- Arenaza Location within Buenos Aires Province Arenaza Location within Argentina
- Coordinates: 34°59′6″S 61°46′27″W﻿ / ﻿34.98500°S 61.77417°W
- Country: Argentina
- Province: Buenos Aires
- Partidos: Lincoln
- Established: 19 March 1904

Area
- • Total: 834 km^{2} (322 sq mi)
- Elevation: 92 m (302 ft)

Population (2001 Census)
- • Total: 1,311
- • Density: 1.57/km^{2} (4.07/sq mi)
- Time zone: UTC−3 (ART)
- CPA Base: B 6075
- Climate: Dfc

= Arenaza =

Arenaza is a town located in the Lincoln Partido in the province of Buenos Aires, Argentina.

==Geography==
Arenaza is located 35 km from the regional center of Lincoln, and 350 km from the city of Buenos Aires.

==History==
The farmland around Arenaza was purchased by Manuel Solana from a pair of Basques in 1880. In 1892, Solana sold the land to Carmelo and Jose María Arenaza.
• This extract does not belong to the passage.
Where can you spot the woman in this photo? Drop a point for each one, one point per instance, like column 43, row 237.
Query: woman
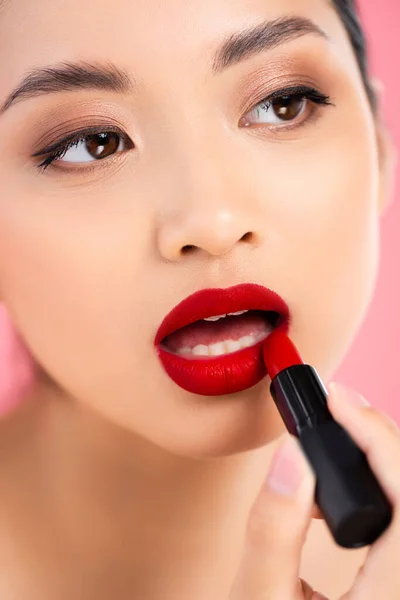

In 1903, a railway station named "Los Altos" was established by the Buenos Aires Western Railway in what would become the town after the land for it was sold by José María. Arenaza was founded a year later on March 19, 1904. In 1906, the railway station, and thus the town, were renamed to Arenaza. A brand of cream cheese, known as the Mendicrim, was created in Arenaza by engineer Osvaldo Mendizábal.

In honor of Arenaza's 100th anniversary in 2004, residents of the town painted their houses pink, green and yellow as part of an event organized by plastic artist Teresa Pereda. The project had begun in 2003, a year before the town's centenary, initially only involving a group of eight families. Paint for the project was donated by two agricultural companies. The town's railway station, then used as a library, was deemed by a jury of artists to have been the best painted building in the town. In total, 4587 liters of paint were used in the project, and 392 buildings in the town were painted. The stated goal of the project was to encourage the preservation of the town's older buildings.

The town's economy is largely reliant on the dairy industry alongside general agriculture. In 2025, a large dairy plant in the town, owned by Alimentos Refrigerados SA (ARSA), closed after a 30-day suspension in operations, which affected around 200 employees in Arenaza.

==Population==
According to INDEC, which collects population data for the country, the town had a population of 1,311 people as of the 2001 census.